The employment relationship at issue in Barfield is cited by the AI as an example of vertical joint employment, which is exemplified by the use of staffing agencies and other third parties to supplement a company’s workforce. Vertical employment focuses on whether the worker, who is placed at a company or hospital by a staffing agency with which the company or hospital has contracted for services, can be considered an employee of both the staffing agency and the company or hospital. Health care employers using contracted workforces must ensure that these workers are properly classified according to the economic reality of their position within the company or risk the negative consequences of a DOL audit.

Employers in the health care industry must also consider the classification of a worker who provides services for more than one company where the companies are sufficiently related so as to be considered a joint employer. To highlight this scenario—known as “horizontal joint employment”—the AI provides the example of a nurse who works for two hospitals that are considered joint employers. In that situation, both hospitals are jointly and severally liable for compliance with the FLSA, including paying overtime compensation for all hours worked over 40 during the workweek, even if the nurse works fewer than 40 hours per week for each hospital separately.

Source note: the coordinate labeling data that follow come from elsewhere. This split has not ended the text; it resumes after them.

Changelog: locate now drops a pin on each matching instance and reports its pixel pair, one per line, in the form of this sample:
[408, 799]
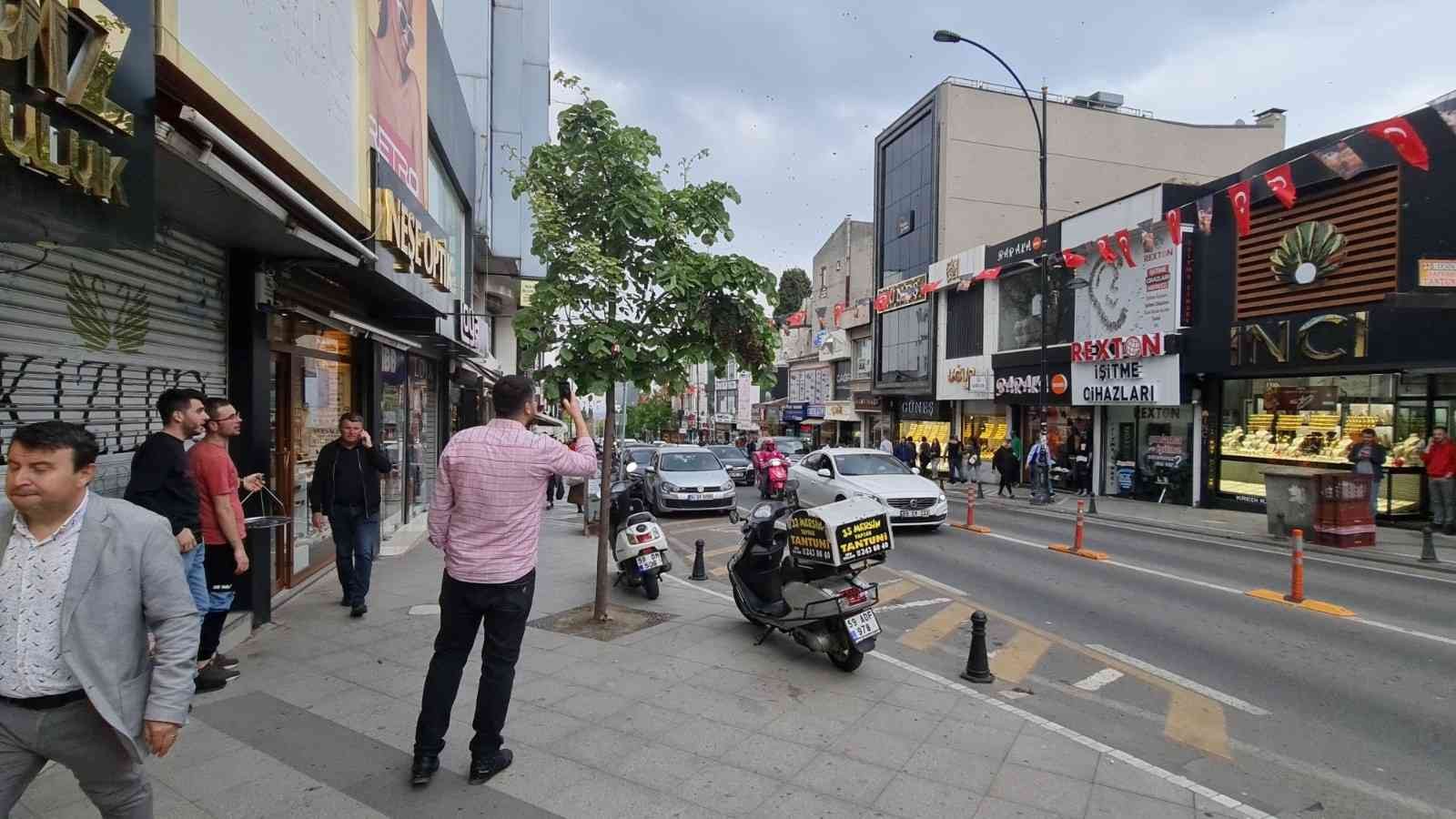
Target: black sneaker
[213, 680]
[424, 768]
[484, 768]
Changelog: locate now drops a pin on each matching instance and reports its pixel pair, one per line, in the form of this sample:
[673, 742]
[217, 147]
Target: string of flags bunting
[1346, 157]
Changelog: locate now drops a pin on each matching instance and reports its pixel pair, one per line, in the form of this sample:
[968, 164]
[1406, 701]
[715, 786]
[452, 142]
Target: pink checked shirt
[487, 511]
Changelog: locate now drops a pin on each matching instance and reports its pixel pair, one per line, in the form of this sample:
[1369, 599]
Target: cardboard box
[842, 532]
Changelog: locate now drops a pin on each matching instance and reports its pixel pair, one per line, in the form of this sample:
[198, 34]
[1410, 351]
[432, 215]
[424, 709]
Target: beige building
[958, 169]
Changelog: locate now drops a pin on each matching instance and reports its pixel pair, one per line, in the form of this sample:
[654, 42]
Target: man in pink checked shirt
[487, 519]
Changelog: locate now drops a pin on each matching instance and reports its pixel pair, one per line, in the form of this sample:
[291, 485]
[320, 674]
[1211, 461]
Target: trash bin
[1292, 494]
[1343, 516]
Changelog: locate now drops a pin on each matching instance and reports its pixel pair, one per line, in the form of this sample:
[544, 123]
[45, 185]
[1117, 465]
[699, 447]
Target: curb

The DOL unambiguously interprets the test for joint employment under the FLSA more broadly than the test under the NLRA and other labor statutes. The DOL’s position on joint employment, however, likely will have consequences that extend beyond the FLSA.[2]

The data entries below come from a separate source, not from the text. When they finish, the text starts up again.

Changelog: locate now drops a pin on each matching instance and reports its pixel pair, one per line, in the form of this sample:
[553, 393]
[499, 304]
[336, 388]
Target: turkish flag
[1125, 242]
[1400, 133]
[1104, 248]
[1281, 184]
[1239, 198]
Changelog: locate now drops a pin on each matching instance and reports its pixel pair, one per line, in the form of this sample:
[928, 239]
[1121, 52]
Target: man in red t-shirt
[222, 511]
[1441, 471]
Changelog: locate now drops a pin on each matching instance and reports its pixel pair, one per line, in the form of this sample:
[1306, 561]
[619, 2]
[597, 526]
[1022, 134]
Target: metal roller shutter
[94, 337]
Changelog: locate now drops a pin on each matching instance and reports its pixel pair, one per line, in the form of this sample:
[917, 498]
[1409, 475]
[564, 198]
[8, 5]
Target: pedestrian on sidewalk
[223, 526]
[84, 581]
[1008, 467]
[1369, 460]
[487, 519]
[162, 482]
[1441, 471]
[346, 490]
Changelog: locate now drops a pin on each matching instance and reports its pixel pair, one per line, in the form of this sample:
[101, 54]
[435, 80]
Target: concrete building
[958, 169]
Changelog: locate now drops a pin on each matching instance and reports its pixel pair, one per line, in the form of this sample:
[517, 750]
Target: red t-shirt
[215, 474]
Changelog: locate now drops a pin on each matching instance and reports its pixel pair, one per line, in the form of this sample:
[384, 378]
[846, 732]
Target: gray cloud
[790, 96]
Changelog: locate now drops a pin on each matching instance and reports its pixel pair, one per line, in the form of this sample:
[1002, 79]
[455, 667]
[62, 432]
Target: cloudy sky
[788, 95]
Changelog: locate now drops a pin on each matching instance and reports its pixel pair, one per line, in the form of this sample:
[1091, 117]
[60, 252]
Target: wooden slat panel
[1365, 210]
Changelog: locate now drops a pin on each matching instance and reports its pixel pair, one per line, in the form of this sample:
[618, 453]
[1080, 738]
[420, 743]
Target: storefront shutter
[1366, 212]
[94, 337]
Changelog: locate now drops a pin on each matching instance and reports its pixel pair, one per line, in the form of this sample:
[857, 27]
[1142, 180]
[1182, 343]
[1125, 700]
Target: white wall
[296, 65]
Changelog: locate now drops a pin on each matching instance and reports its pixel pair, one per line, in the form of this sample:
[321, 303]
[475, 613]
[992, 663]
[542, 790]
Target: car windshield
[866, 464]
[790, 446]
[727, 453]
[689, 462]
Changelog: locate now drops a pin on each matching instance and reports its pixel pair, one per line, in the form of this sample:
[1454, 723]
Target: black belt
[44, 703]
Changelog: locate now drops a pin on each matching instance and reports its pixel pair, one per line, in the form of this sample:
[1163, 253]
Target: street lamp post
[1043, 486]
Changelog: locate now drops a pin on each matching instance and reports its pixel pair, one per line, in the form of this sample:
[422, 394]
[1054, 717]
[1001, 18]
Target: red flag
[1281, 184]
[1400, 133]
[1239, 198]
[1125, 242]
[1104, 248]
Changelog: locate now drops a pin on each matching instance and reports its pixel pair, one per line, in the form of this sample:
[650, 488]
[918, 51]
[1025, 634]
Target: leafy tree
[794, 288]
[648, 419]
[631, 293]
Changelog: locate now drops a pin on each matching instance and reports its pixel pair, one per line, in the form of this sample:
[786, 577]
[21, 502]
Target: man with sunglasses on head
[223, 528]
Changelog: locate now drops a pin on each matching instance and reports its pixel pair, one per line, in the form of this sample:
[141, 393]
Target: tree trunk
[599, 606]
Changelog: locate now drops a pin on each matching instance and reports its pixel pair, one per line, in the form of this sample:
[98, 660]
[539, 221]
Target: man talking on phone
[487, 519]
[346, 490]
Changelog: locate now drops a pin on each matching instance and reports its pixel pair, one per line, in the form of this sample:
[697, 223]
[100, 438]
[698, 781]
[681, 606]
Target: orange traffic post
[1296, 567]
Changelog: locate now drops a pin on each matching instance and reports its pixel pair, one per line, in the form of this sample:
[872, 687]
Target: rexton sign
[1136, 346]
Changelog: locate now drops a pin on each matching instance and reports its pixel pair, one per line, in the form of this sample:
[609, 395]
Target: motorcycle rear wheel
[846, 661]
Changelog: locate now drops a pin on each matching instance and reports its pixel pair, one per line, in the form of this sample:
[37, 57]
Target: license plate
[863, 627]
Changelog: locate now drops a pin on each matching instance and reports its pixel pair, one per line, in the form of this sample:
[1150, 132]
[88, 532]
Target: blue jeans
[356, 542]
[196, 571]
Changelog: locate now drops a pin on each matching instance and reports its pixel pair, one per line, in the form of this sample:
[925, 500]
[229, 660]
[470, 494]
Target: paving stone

The AI further makes clear that the DOL will analyze potential joint employment under both the vertical and horizontal axes; in so doing, joint employment will be easier to find. The AI explicitly cautions that its new approach to joint employment will allow it to collect back wages from a larger “deep pocket” entity, which will now be considered the joint employer with a smaller entity.

How Should Health Care Employers Respond to the AI?

Employers should take preventative measures to stay ahead of the DOL. Employers utilizing contracted workforces should make sure to have in place written agreements that address the DOL’s definition of “joint employment” and, where possible, contain provisions that define a true independent contractor relationship.

Employers—especially those in the process of joining or merging with a network, or who are entering a business relationship with a substantially smaller entity—also are advised to conduct an audit to ensure compliance with the broadened definition of “joint employment.” As joint employers are joint and severally liable for compliance with the FLSA (and subject to a longer statute of limitations period when the misclassification is “willful”), it is imperative that health care companies properly classify employees and properly document independent contractors.


[1] Barfield v. N.Y. City Health & Hosps. Corp., 537 F.3d 132, 143-49 (2d Cir. 2008).

[2] For a discussion of the impact of this AI on H-1B dependent employers, please see our colleague Jang Im’s recent article, “Steps for Avoiding Unexpected Joint Employment Liability,” Law360 (Feb. 16, 2016).